The rate of resistance against doxycycline and cefotaxime was 55.1%. Previous studies have shown that ESBL-PE have a high resistance rate to 1st & 2nd generation cephalosporin, which are always used to treat infections caused by gram-negative bacteria [68]. We found that amikacin and meropenem were the most effective antibiotics against ESBL-PE (73.6%, and 68.9%) respectively. Our results are in close agreement with studies done in Saudi Arabia (meropenem 88%, amikacin 91%) [60], in central India (meropenem 87.5%, amikacin 83.92%) [20], Jimma, Ethiopia (amikacin 83.7%) [69], Addis Ababa, Ethiopia (meropenem 96.7%, amikacin 82.1%) [70], and India (meropenem 94.0%, amikacin 82.6%) [71].

High rates of carbapenem resistance is particularly worrisome especially in bacteria that are already resistant to multiple other classes of antibiotics, making infections caused by these organisms extremely difficult to treat. The rampant use of carbapenems for treating ESBL‑PE may lead to selection of carbapenem resistance.

The prevalence of resistance to four and eight antibiotics in ESBL-PE was 81.8% and 47.1%, respectively. The prevalence of MDR phenotype among ESBL-PE was 90.6% (125/138) and 72.8% (71/235) among non-ESBL producers. This is comparable with a study that reported the prevalence of MDR among ESBL producers to be 96.3%, whereas only 30% of the non-ESBL-producers were MDR strains [70].

Limitations of this study

PCR for ß-lactamase gene detection (CTX-M, SHV, and TEM) was performed only on a part of the isolates due to limited financial resources. In addition, PCR products could not be sequenced, and thus we could only speculate that a TEM/SHV ESBL was present in case of a positive synergy test and negative CTX-M PCR. Similarly, we were unable to perform PCR tests for the detection of other ESBL and/or carbapenemase genes, which could be also present as meropenem resistance was almost 31% among ESBL-PE.

Conclusions

To the best of our knowledge, this is the first study on the intestinal carriage of ESBL-PE in hospitalized and community patients in Gaza Strip. This study showed high fecal colonization of ESBL-PE that is similar in hospitals and community settings in Gaza Strip. Antibiotic resistance and MDR among ESBL-PE are higher than for non-ESBL isolates. ESBL-PE isolates showed resistance to meropenem in 30% of the cases, which is alarming because this antibiotic is the drug of choice for the treatment of MDR GNB bacterial infections. Further studies are now necessary to identify the underlying resistance mechanisms to carbapenems.
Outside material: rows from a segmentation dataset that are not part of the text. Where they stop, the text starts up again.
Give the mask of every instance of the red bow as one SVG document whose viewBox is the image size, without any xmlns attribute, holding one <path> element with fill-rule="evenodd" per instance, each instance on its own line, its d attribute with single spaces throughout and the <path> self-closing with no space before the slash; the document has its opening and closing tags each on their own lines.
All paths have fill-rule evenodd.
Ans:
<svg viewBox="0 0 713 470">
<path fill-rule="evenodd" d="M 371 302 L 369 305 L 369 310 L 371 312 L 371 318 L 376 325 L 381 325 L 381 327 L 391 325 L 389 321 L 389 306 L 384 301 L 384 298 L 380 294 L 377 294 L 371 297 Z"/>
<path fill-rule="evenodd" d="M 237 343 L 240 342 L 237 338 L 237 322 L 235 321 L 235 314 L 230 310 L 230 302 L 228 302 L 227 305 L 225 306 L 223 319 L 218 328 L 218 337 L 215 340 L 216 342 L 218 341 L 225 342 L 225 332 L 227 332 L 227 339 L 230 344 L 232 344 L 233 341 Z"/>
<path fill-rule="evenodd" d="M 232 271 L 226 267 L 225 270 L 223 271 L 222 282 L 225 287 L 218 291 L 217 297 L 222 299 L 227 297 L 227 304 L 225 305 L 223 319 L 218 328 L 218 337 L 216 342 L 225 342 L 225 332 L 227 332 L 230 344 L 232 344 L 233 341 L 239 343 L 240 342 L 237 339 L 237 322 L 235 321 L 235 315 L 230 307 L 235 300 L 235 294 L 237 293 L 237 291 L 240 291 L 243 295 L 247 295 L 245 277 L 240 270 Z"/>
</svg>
With high rates of ESBL-producing isolates, irrational use of 3GC must be discouraged to reduce the selection pressure on these MDR bacteria and avoid treatment failures. Rational antibiotic prescription based on local guidelines to prevent the development of bacterial resistance is highly recommended. It is important to identify ESBL colonization in hospitalized patients to prevent further spread in hospital settings, but also to the community. The intestinal carriage of ESBL-PE poses a significant public health challenge, emphasizing the urgent need to improve sanitation and the implementation of antibiotic stewardship.